この中で委員から提案のあった「何故この頃のテレビ番組は面白くないか」については、活発な議論が交わされました。
委員の主なご意見を紹介します。
- 視聴者の意見が、視聴率と連動しているのではないかという気がしている。視聴率は、無視できないが、視聴率を気にしないで、作るべき番組は作る、やるべき報道はやるという姿勢もまた必要ではないかという気がする。
- 昭和40年頃の作り手は、本人がそうした志向を持っていたかどうか別にして、労働組合の問題、日教組の問題、日本は国旗を掲げるべきかとか、民族の問題とか、社会にアピールするようなテーマをやりたがった。ところが、いま入社してくる若い人たちにはそういう意識が全く無い。何か面白いじゃないかというだけで企画がどんどん出てくるという傾向になっている。
もうひとつは、放送局でものを作る人たちの意識が変わってきた。それは、社会がそうしたことを求めなくなってきたからだ。簡単な形の男と女の愛憎だけに終わってしまうことが多くなった。
- 今後、テレビパワーが復活するかというと、結構難しい時期に来ている。デジタル化していく中で、その作品の密度とか質が本当にこれから上がるような状況になるかというと、かなり否定的なのではないかという気がする。作品の質と視聴率が連動していないことが判った。たとえば、「SUBU」はすごく質の高い手間暇かかった作品だが、視聴率が取れない。そうしたものはいっぱいある。作品がもつ質と売れる売れないということが全く関係なくなっていく。解決の糸口は見えないが、すごく大きな問題だ。
また、テレビが時代を先取りしつつ、社会に対してアピールするような作り方ができるか。いまテレビは、先陣を切って何かを取り上げるというのではなく、ほかのメディアが取り上げたものを、テレビ的な味付けをしつつ、ビジュアル化している。
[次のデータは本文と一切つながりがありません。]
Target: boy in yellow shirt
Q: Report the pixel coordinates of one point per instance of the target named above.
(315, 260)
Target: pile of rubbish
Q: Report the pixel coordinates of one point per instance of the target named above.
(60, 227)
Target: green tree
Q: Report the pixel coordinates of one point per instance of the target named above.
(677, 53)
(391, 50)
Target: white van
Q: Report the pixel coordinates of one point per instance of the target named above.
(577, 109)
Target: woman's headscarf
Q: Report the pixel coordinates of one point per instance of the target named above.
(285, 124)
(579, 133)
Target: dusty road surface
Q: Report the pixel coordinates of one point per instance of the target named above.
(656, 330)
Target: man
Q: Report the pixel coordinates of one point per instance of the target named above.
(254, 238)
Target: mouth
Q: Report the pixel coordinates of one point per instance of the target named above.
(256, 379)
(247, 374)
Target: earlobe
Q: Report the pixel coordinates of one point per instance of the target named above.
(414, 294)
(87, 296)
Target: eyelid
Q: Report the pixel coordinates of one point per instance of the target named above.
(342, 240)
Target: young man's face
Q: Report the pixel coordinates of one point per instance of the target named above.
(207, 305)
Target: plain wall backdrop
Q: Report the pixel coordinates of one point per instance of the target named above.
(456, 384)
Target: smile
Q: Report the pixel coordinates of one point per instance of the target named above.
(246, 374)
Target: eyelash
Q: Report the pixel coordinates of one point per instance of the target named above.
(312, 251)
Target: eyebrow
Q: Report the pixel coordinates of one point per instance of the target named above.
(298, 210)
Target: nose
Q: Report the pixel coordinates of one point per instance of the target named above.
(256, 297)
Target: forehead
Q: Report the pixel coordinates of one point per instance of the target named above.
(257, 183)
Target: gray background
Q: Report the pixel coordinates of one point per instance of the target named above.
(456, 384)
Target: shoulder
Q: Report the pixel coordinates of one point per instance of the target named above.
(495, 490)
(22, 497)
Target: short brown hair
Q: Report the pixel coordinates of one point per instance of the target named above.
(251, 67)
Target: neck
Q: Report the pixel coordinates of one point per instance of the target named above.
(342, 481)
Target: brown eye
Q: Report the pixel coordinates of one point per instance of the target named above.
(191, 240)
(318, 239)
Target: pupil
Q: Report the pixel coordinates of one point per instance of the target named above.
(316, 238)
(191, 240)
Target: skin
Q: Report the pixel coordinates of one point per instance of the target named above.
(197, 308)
- ワイドショーやニュースをよく見るが、朝日放送が18年前に、既に拉致問題をスクープしていた。当時はみんな本気にしなかったし、取り合わなかった。しかし、こうしたものを見ているとテレビジャーナリズムの良心というか気概を感じる。こういうものが際にやられることがないようにと思う。
以上のようなご意見でした。
これに対し局側から、「デジタル化になっても、やっぱり総合編成でいかざるを得ない。多メディア時代になって情報のツールは増えるが、向こう10~20年、間違いなく基幹メディアは、地上波だと思います。良い悪いは別としても、視聴率がある以上、視聴率と売り上げが完全にリンクしており、経営の根幹をなすもので、無視するわけにはいきません。」との発言がありました。